Unfortunately, they cannot be included in the regex function as all sentences including these words would be removed. I want to change comments in individual string questions mentioned before including ONLY these words into blanks before merging them into all_comment and A_comment.

In other words I should use an additional statement with this logic:
if a variable on the list mentioned above (AComm_1, AComm_2, AComm_3, ... IComm_10) contains just a word "neen", "RAS", "nom" (no case sensitive) they should be set as blank before merging.

ISSUE 3

My code for blank_statemens does not work as I still have sentences with phrases specified in the reprex.
The first statement ("geen commentaar") has been removed but the second ("geen commentaren") has not been. All phrases included in blank_statemens should be changed into blanks.

ISSUE 4

I would like to include a couple of specific characters (like "/ ") in all_comment and A_comment indicating sentences they were created from. At the moment, in both all_comment and A_comment, I have large sentences created from merged individual comments for each respondent without any dividers.

The all_comment result I have for the sixth respondent is:

"geen commentarenzoals hiervoorJ’aimais le modèle B. La garantie de 5 ans est rassurante. Rien à dire Garage un peu loin de chez moi.zoals hiervoor aangegeven"

I should have (after fixing Issues 3 and 4):
"zoals hiervoor/ J’aimais le modèle B. La garantie de 5 ans est rassurante. / Rien à dire/ Garage un peu loin de chez moi./ zoals hiervoor aangegeven"

I hope my description is clear.

Can you help?

andresrcs · August 16, 2019, 5:26pm

Use mutate_at() instead

mutate_at(vars(matches("comm|new")), ~str_remove_all(.x, "^.{1,5}$"))

This is not true, you just have to use an appropriate regex, see this example:

library(stringr)
text <- c("neen", "RAS", "nom", "other words neen", "other words RAS", "other words nom")
str_remove_all(text, "^(neen|RAS|nom)$")
#> [1] ""                 ""                 ""                
#> [4] "other words neen" "other words RAS"  "other words nom"

When you paste them together use paste(..., sep = "/")

Slavek · August 19, 2019, 3:53pm

Thank you Master! That is absolutely perfect!
Small issues though:

Issue 1:

Your syntax is very clever but variables without key words in their names are excluded (B1, B3). I know I could rename them prior to this code but maybe there is a way of adding them manually to the code?

Issue 4:

a) When I use special characters I have multiple repetitions in both all_comment and A-comment if merged sentences are blank.
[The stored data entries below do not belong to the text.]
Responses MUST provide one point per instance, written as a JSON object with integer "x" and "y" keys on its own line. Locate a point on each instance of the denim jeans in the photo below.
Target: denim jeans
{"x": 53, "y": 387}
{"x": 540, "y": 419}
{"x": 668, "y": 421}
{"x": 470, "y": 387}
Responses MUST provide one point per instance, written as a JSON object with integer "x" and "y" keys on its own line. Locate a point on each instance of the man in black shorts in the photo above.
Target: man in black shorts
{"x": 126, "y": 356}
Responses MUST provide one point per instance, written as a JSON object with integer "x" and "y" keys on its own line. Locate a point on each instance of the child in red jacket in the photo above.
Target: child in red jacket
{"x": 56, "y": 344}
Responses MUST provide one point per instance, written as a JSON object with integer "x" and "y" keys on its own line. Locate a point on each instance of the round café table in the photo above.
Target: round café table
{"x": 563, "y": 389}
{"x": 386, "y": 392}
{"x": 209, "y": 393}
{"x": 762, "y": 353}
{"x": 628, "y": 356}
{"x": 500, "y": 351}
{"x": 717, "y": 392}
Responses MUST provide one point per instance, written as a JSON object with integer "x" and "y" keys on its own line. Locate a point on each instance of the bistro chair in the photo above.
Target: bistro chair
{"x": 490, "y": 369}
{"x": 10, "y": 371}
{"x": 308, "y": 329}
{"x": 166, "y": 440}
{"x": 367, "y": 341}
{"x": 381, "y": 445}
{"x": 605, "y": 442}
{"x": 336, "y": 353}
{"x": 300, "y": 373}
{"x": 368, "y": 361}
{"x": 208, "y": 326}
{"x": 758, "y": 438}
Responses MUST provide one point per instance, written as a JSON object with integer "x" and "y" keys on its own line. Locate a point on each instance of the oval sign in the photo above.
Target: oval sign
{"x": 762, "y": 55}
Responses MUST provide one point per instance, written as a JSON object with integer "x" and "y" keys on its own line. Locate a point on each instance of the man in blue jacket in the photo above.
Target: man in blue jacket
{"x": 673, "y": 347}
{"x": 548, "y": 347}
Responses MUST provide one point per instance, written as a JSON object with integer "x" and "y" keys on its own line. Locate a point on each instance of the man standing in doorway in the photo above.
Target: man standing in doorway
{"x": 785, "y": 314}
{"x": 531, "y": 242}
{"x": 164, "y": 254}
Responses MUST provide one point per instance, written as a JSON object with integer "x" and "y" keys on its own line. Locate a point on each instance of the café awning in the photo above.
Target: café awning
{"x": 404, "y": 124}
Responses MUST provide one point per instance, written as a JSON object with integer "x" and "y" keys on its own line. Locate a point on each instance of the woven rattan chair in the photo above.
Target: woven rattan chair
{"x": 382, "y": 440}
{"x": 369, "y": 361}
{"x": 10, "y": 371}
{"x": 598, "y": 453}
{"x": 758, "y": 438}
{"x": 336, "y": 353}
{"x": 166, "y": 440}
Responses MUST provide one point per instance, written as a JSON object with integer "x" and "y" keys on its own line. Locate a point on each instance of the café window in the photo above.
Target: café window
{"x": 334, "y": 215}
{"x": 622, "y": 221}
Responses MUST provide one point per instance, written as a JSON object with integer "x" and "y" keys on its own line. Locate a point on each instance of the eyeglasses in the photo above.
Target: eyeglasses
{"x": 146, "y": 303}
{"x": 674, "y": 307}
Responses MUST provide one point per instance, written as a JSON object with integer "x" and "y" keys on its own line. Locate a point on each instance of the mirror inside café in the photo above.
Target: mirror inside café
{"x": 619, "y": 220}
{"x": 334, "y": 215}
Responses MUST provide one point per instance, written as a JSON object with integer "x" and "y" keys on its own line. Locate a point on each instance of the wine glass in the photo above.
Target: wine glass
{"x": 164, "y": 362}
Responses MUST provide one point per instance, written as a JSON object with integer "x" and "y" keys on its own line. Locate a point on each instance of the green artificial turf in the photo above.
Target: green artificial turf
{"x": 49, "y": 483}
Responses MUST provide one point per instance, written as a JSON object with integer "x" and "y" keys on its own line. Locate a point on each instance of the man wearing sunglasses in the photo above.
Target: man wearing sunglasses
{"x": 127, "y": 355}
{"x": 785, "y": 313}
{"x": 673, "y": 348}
How can I remove all elements like "//////"?

b) Also, I've noticed that this code does not work well with multiple raw entries. You helped me to fix extra spaces using this:

       all_comment = str_replace_all(all_comment, "\\s\\s+", " ")

but this kind of entries are merged without any spaces in the all_comment and A-comment

Issue 3:
Still not resolved. Do you know why some phrases are being ignored?

andresrcs · August 19, 2019, 7:05pm

Just add them to the regex

mutate_at(vars(matches("comm|new|B1$|B3$")), ~str_remove_all(.x, "^.{1,5}$"))

You can remove them with a similar regex, see this example

library(stringr)
text <- "some phrase /// other phrase / even other phrase"
str_replace_all(text, "//+", "/")
#> [1] "some phrase / other phrase / even other phrase"

You are making this thread too much convoluted, have in mind that this is not supposed to be a support chat, could you ask this on a new topic providing a minimal reproducible example? Also, please use a small sample dataframe to illustrate the problem, the one you are providing now is too big for this purpose and it's difficult to work with.

Slavek · August 20, 2019, 8:27am

Absolutely brilliant! Thank you

system · August 27, 2019, 8:27am

This topic was automatically closed 7 days after the last reply. New replies are no longer allowed.